Of course adaptive thermogenesis is a factor. But none of those I've seen talking about "starvation mode" are actually talking about adaptive thermogenesis. They are making excuses for failing to lose weight, because they are eating far more than they think they are. Starvation mode as it's ever been used in these forums is not true at all.
As far as metabolic damage from obesity and years of yo-yo dieting, that is also a major problem. It's why most of us had trouble maintaining weight loss before surgery -- but also why we are able to maintain weight loss after surgery. Because all of those studies that talk about metabolic damage from very low calorie diets were done on those WITHOUT weight loss surgery. There is a reason they refer to this as Metabolic and Bariatric Surgery. We just don't suffer from the same issue. I have personally known countless people here who have kept to a very low calorie diet until all of their excess weight was lost, and then maintained on a "normal" level of calories. Many who eat the number of calories you do are well within the normal BMI category. Many others who eat a fair number of calories, however, are still in the overweight and even obese categories. You can't really compare those people to those with 100 percent excess weight lost. I myself maintain just fine on over 2600 calories a day, and during my weight loss phase I kept my calories as low as others here -- even though I am a foot taller than many of them. It did my metabolism no harm whatsoever.
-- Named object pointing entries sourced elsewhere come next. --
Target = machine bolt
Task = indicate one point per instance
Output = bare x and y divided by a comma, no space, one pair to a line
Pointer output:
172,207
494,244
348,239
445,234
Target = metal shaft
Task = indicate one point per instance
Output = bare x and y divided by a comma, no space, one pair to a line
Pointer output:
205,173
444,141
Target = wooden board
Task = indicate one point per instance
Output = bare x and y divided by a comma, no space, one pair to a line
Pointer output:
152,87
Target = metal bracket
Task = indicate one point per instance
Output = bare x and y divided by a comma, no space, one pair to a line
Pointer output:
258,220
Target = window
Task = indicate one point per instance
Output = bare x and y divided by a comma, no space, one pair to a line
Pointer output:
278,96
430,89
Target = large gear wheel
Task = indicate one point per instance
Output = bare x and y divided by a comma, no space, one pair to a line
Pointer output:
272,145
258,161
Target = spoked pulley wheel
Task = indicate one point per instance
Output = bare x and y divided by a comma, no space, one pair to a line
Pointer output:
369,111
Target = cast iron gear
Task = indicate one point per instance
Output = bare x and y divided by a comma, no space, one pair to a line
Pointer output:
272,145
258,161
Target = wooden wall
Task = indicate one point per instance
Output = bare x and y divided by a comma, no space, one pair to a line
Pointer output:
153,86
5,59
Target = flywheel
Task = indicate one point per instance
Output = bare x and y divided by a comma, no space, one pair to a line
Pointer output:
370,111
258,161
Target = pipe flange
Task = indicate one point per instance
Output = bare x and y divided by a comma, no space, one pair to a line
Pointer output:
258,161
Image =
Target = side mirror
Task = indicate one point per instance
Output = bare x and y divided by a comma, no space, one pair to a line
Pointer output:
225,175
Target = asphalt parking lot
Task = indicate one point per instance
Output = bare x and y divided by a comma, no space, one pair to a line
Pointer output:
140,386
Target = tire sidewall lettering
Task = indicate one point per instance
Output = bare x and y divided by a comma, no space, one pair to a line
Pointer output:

The vast majority do not weigh their food, and do not track closely, either. When one of those people tells me they are eating 800 calories, or 1200, or 1800, I ignore their numbers. In reality, they have no idea how much they are eating. And 99.5 percent of them are eating a lot more than they think. It's what the morbidly obese (and formerly morbidly obese) do.
6'3" tall, male. Maintaining a loss of 280 pounds.
Highest weight was 475. Consult weight 04/12 was 411. RNY on 08/21/12 at 359 lbs. Current weight 195.
M1 -24; M2 -21; M3 -19; M4 -21; M5 -13; M6 -21; M7 -10; M8 -16; M9 -10; M10 -8; M11 -6; M12 -5.
I agree that people use it as an excuse and that most people don't really know what they're eating. They eyeball their portion sizes, forget to track some things they eat, etc. Add in the allowable variance for the calorie determination for various foods and you can end up eating thousands more calories than you think you do.
I think it's possible to stay on an extremely low calorie diet and then because of the way you ramp up the calories it recovers any adaptation that might have been at play due to the very low calories. I also think it's possible that some people don't recover from the adaptation as well or as fast as others.
I know that I ate a LOT more calories than many of my cohort during my weight loss phase, at least after the first 4-5 months or so. And a LOT more than the vets here advise. My weight loss wasn't quite as fast as some of my cohorts but it was steady. Now I'm hearing a lot of them saying they can't go above 1,000 or 1,200 calories or they gain weight. They may be eating a lot more than they think, but some of them I know are measuring and documenting everything.
I followed my surgeon's instructions, which were to get up a little over 1,000 cal by 6 months and target 1,000 - 1,200 a day after that. She said that it was important to not let my body adapt to the extremely low calorie diet, or it would be hard to not get stuck at those very low calories for maintenance. My results so far are excellent following her instructions.